9 Aralık 2010 Perşembe

((slayt izle)) Olmak ya da Olmamak / Mehmet Bedri Gültekin: Osmanlı rüyası kimin rüyası?



                   9 Aralık 2010

 

 

Olmak ya da Olmamak

                                   Mehmet Bedri Gültekin

 

Osmanlı rüyası kimin rüyası?

 

 

           Wikileaks sitesi tarafından sızdırılan Amerika’nın diplomatları arasındaki “samimi” yazışmalarda; (“samimi” ifadesi Amerikan Dışişlerine ait) Ahmet Davutoğlu hakkında, “paranoyak”, “deli” vb. ifadeler kullanılıyor.  

Ama aynı Amerika’nın derin devletinin yayın organlarından Foreign Policy ise Davutoğlu’nu “Dünyanın yaşayan 100 büyük düşünürü” arasında gösterdi ve geçenlerde çağırıp ödül verdi.

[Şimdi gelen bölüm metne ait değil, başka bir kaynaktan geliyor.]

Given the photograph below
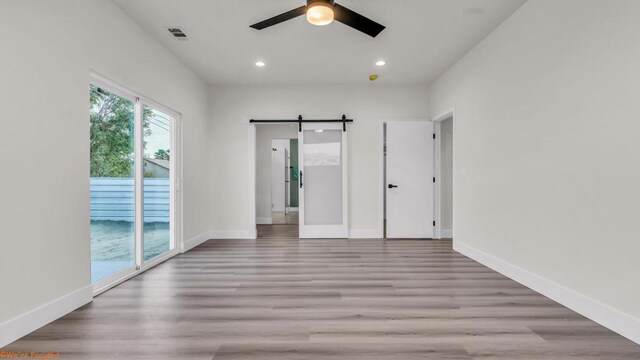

            Bütün sömürücüler ve zalimler ikiyüzlüdür. Sırtını sıvazlayıp yüzüne karşı övgüler düzdüklerinin arkasından en büyük hakaretleri yapmaları onların doğalarının gereğidir.

            Foreign Policy’nin “100 büyük düşünür” tiyatrosunu bir yana bırakalım. Amerika’nın gerçek düşüncesi Wikileaks belgelerinde ifade ediliyor.

            Ama Wikileaks belgelerini okumak için, asgari düzeyde de olsa “birikim” gerekiyor. Ortalığa saçılan bütün bu gerçeklerin ardından bile Davutoğlu,  üstelik Washington’dan; bir yandan “Paranoyak”, “deli” olarak adlandırılmasına, diğer yandan da sırtının sıvazlanmasına neden olan görüşlerini büyük bir pişkinlikle tekrarlamış.

Davutoğlu, bu ülkeye yaptığı ziyaret sırasında Washington Post gazetesinden Jackson Diehl’e Türkiye’nin önderliğinde “Osmanlı Milletler Topluluğunu” oluşturmaktan bahsediyor.

 

AMERİKAN PROJESİ

Öncelikle ve açıklıkla şu gerçeğin altını çizmek gerekir: Davutoğlu’nun zaman zaman sözünü ettiği Osmanlı Milletler Topluluğu projesi, Amerika’nın dünya hâkimiyetine ilişkin büyük projesinin bir parçası olarak ve bu ülke adına dillendirilen bir görüştür.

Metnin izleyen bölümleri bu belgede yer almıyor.